La prise d’otages de plusieurs centaines de personnes dans un théâtre de Moscou est l’illustration de l’escalade que vit le long et sanglant conflit russo-tchétchène.
Cette guerre sans nom que subissent les Tchétchènes depuis septembre 1999 est particulièrement inhumaine : population déplacée, bombardements aveugles, pillages, viols et crimes de guerre sont le lot quotidien des exactions imposées aux tchétchènes.
C’est un véritable désastre humain qui se joue dans cette région dans l’indifférence quasi totale de la communauté internationale. À l’origine, ce fut la disparition de l’URSS. Les héritiers de l’empire éclaté, devenu Fédération de Russie, furent incapables de proposer aux minorités, restées dépendantes de la nouvelle entité étatique russe, un statut d’autonomie à partir de critères démocratiques respectueux des droits de l’homme. On se contenta juste de mettre en place un fédéralisme de façade, tout en continuant d’exploiter les richesses propres à chacune de ces régions soi-disant autonomes, comme le pétrole.
La Tchéchènie a particulièrement mal vécu cette aliénation aggravée par une misère atroce qui a contribué au renforcement du sentiment nationaliste et à la résurrection d’un Islam sunnite pur et dur. Les missionnaires wahhabismes, venus d’Arabie saoudite, y connurent un franc succès. Mais ils n’étaient pas seuls à encadrer les Tchétchènes. Le chaos ambiant a permis l’émergence de véritables mafias qui prolifèrent grâce au désordre ambiant. Progressivement, la Tchétchènie devient ingouvernable. Jusqu’au jour où Moscou décida d’y mettre de l’ordre avec l’avènement d’un Poutine qui n’a pas raté l’occasion de s’en servir pour asseoir sa légitimité d’homme d’État capable d’empêcher l’éclatement de la Fédération de Russie.

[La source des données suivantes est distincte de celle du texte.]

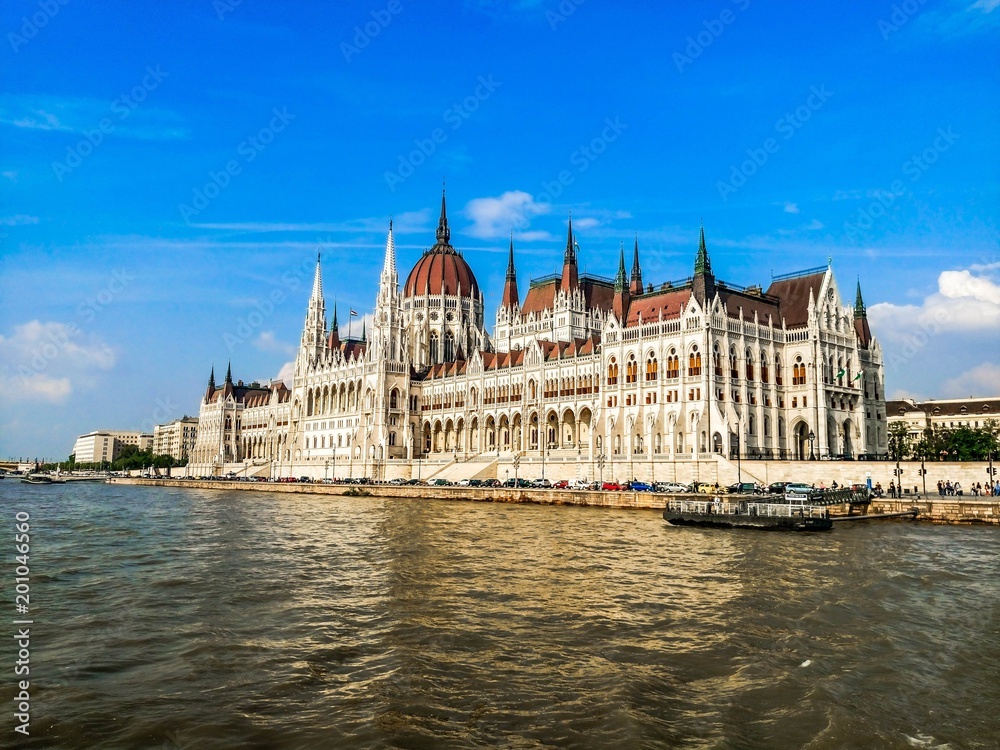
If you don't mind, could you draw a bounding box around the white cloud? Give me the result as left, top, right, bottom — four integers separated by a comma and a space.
0, 320, 116, 403
465, 190, 550, 239
868, 270, 1000, 341
942, 362, 1000, 398
0, 214, 38, 227
253, 331, 295, 354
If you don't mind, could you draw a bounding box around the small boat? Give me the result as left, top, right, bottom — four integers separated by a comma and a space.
663, 495, 833, 531
21, 474, 56, 484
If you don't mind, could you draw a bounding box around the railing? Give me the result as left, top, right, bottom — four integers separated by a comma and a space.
667, 500, 829, 518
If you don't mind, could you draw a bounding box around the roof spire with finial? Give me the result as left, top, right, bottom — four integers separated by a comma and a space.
435, 184, 451, 245
629, 232, 642, 294
559, 211, 580, 293
500, 232, 520, 308
694, 222, 712, 274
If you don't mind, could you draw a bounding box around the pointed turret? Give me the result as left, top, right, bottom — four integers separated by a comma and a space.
382, 219, 399, 290
309, 253, 323, 301
611, 242, 631, 326
629, 234, 642, 295
435, 188, 451, 245
691, 224, 715, 307
854, 279, 872, 349
326, 302, 340, 349
205, 365, 215, 404
500, 233, 521, 309
559, 214, 580, 293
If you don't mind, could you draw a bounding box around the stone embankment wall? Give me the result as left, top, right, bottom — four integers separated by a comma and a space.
109, 478, 1000, 524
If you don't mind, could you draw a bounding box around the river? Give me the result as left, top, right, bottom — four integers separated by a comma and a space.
0, 479, 1000, 749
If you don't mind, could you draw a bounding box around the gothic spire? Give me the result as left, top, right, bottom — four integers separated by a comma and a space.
309, 252, 323, 301
559, 213, 580, 292
629, 233, 642, 294
611, 242, 630, 325
694, 224, 712, 274
500, 232, 520, 308
435, 188, 451, 245
382, 219, 397, 288
615, 242, 625, 294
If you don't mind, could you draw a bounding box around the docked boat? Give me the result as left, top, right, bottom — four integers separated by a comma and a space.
663, 496, 833, 531
21, 474, 56, 484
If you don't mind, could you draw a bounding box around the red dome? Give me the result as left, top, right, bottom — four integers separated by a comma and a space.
403, 250, 479, 299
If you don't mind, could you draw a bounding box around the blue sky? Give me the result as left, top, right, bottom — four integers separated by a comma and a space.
0, 0, 1000, 457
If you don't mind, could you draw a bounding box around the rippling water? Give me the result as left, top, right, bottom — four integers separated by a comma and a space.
0, 480, 1000, 749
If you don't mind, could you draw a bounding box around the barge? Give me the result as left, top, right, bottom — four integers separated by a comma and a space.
663, 496, 833, 531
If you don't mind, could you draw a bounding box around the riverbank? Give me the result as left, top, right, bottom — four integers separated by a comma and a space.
108, 477, 1000, 525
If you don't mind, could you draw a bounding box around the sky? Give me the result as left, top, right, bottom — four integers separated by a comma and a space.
0, 0, 1000, 459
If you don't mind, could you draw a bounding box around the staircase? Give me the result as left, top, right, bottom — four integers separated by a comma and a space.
428, 456, 498, 482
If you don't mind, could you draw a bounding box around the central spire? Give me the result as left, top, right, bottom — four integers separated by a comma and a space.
435, 188, 451, 245
559, 213, 580, 293
500, 232, 520, 308
629, 234, 642, 294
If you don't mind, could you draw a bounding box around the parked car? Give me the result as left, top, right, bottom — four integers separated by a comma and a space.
653, 482, 687, 493
726, 482, 761, 495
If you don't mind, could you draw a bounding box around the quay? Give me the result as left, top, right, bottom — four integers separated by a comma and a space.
107, 477, 1000, 526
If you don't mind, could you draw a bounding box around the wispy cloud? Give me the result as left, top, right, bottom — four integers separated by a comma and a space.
465, 190, 551, 239
0, 94, 190, 141
0, 214, 38, 227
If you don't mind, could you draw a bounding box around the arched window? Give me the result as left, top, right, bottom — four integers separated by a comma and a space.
688, 346, 701, 375
430, 331, 441, 364
444, 331, 455, 362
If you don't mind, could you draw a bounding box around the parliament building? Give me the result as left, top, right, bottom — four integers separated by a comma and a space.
189, 195, 887, 480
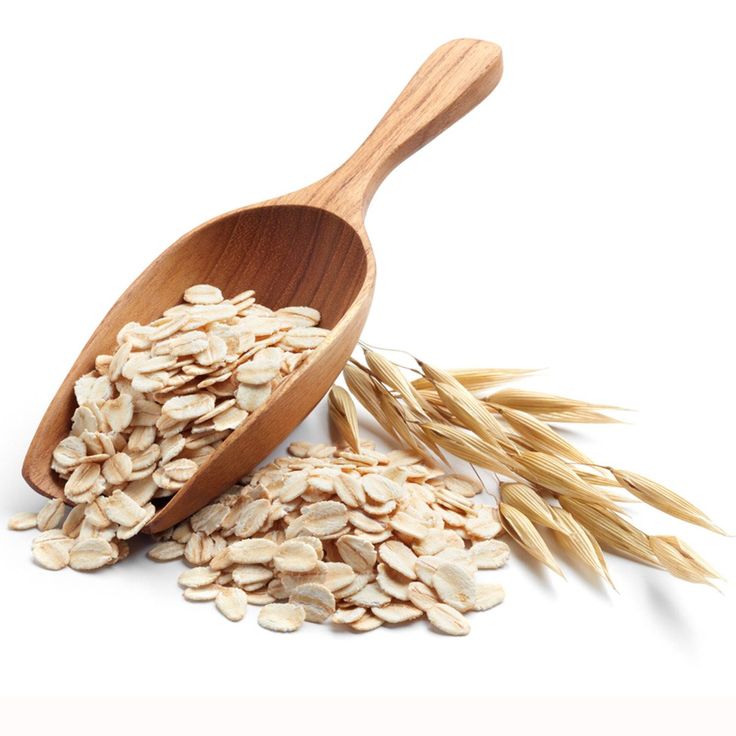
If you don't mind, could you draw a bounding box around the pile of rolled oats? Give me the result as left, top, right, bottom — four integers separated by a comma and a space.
8, 285, 509, 635
15, 284, 328, 570
148, 442, 509, 635
9, 442, 509, 635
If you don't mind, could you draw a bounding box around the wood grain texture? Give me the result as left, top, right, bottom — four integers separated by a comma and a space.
22, 39, 502, 532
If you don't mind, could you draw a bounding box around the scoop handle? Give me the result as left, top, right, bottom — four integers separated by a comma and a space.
300, 38, 503, 224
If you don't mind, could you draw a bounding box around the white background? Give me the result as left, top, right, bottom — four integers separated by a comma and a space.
0, 0, 736, 716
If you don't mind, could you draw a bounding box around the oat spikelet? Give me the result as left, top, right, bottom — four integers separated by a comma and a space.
659, 536, 723, 580
499, 409, 591, 464
609, 468, 725, 534
412, 368, 537, 393
551, 507, 615, 589
342, 365, 386, 428
419, 362, 509, 446
649, 537, 713, 585
559, 496, 659, 565
376, 384, 421, 452
363, 348, 425, 416
518, 452, 616, 509
328, 386, 360, 453
424, 422, 517, 478
498, 502, 565, 578
483, 388, 623, 423
499, 483, 565, 533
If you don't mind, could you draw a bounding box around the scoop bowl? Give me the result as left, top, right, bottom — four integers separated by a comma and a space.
22, 39, 502, 533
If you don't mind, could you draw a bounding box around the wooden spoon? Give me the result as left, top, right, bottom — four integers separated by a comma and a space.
23, 39, 502, 532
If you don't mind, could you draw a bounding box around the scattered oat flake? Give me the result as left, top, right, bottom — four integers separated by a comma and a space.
289, 583, 335, 624
258, 603, 305, 633
8, 511, 37, 532
427, 603, 470, 636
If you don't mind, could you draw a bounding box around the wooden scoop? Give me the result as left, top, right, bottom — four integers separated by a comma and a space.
23, 39, 502, 532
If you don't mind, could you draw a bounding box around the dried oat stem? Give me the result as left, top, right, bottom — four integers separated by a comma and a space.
343, 350, 723, 584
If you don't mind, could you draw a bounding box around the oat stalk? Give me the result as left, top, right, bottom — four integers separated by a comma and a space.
338, 344, 724, 585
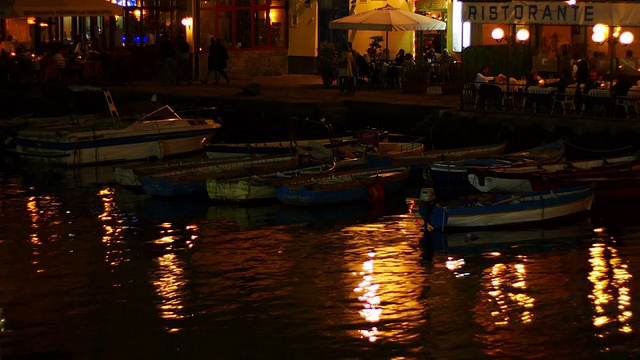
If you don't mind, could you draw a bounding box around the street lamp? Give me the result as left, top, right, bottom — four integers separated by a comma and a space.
591, 24, 634, 88
491, 27, 530, 107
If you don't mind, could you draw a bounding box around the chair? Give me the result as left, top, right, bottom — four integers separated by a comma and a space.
525, 86, 558, 112
40, 58, 62, 81
462, 83, 480, 109
551, 84, 576, 115
616, 86, 640, 119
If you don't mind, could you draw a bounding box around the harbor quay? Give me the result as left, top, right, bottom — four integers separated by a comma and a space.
5, 75, 640, 150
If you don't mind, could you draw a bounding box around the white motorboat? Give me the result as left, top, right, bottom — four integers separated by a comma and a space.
13, 91, 221, 165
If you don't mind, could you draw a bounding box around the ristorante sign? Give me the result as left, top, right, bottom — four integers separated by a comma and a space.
462, 1, 640, 26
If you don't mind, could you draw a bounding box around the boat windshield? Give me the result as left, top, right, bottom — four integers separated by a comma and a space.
141, 105, 182, 121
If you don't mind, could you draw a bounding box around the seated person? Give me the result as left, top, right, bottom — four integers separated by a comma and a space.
402, 53, 415, 64
611, 72, 634, 96
583, 71, 604, 94
544, 69, 575, 93
395, 49, 404, 66
475, 65, 502, 89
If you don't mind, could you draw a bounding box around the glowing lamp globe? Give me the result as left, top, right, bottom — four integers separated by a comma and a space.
516, 29, 529, 42
593, 24, 608, 34
491, 28, 504, 40
591, 32, 605, 43
620, 31, 633, 45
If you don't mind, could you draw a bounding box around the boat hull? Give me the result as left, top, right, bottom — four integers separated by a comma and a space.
276, 167, 410, 206
420, 186, 594, 229
14, 120, 219, 165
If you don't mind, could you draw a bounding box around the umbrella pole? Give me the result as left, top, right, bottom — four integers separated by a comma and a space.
385, 31, 391, 54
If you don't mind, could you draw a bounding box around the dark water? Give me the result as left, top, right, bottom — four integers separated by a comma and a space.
0, 164, 640, 359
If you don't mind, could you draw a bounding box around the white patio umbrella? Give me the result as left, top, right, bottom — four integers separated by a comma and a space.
329, 4, 447, 32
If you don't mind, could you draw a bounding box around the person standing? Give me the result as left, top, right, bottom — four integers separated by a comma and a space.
73, 36, 91, 58
201, 37, 229, 85
176, 35, 191, 85
213, 38, 229, 84
158, 36, 176, 85
0, 35, 15, 56
573, 54, 589, 111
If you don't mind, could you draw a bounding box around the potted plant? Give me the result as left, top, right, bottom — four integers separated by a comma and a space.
316, 41, 339, 86
402, 60, 431, 93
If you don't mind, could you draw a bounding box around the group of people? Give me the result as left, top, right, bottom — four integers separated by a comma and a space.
337, 42, 455, 92
475, 52, 637, 113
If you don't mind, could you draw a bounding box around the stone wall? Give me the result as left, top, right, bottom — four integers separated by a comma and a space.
222, 49, 288, 78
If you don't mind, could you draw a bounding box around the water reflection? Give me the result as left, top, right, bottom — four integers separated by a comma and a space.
481, 254, 535, 327
151, 254, 188, 332
588, 229, 633, 338
26, 195, 62, 272
354, 251, 382, 342
339, 210, 424, 343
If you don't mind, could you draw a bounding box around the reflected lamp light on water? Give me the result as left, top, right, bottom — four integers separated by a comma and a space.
180, 16, 193, 26
591, 24, 634, 46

Une dimension politicienne qui s’est greffée aux enjeux économiques et stratégiques de suprématie sur tout le Caucase. Les Tchétchènes résisteront avec la force du désespoir, infligeant parfois de lourdes pertes aux troupes russes. Mais la cause était entendue, et des opérations d’éclat du genre de la prise d’otages du théâtre de Moscou restent leur dernier et ultime recours.